Join Kingsmill Bond, CFA, who will discuss the implications of this peaking demand and how it can mean disruption. He explains how fossil fuel extraction and heavy consumption sectors make up around a quarter of equity markets and half of bond markets, so these peaks have profound implications for investors.

This session will ask:

  • Why orthodox thinking about the energy transition is wrong
  •  Why change is inevitable
  • Why fossil fuel demand has peaked
  • What this means for incumbents
  • Where lies opportunity

Where recordings are made, these are a member benefit that are accessed through the member-only platform, CFA UK Discover.

Timings

Registration: 16:55

Event: 17:00 - 18:00

CPD Points: 1.00

Speaker

Kingsmill Bond, CFA, Energy Strategist, Carbon Tracker.

Kingsmill Bond, CFA, has worked as a sell-side City equity analyst and strategist for 25 years, including for Deutsche Bank, Sberbank and Citibank in London,Hong Kong and Moscow. He believes that the energy transition is the most important driver of financial markets and geopolitics in the modern era.

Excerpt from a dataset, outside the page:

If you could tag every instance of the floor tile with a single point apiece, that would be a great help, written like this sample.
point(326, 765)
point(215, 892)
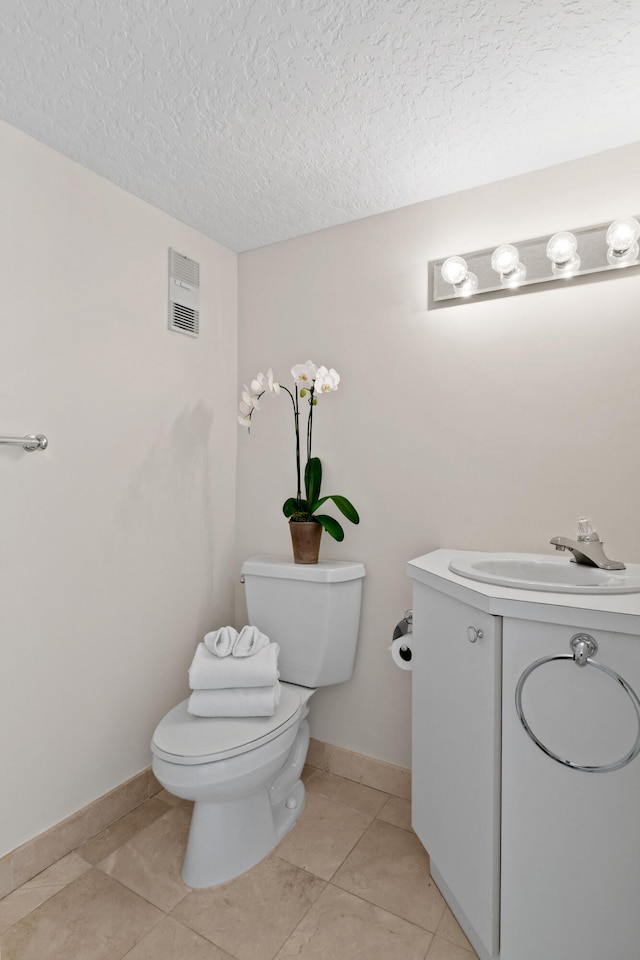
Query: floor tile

Kingsmill joined Carbon Tracker at the end of 2017 to write analysis on the impact of the energy transition on financial markets, and has written many pieces on that theme. He is also a member of the Global Future Council on energy transition for the World Economic Forum.

He has an MA in history from Cambridge University, qualified as an accountant (CIMA), and holds the Chartered Financial Analyst (CFA) qualification.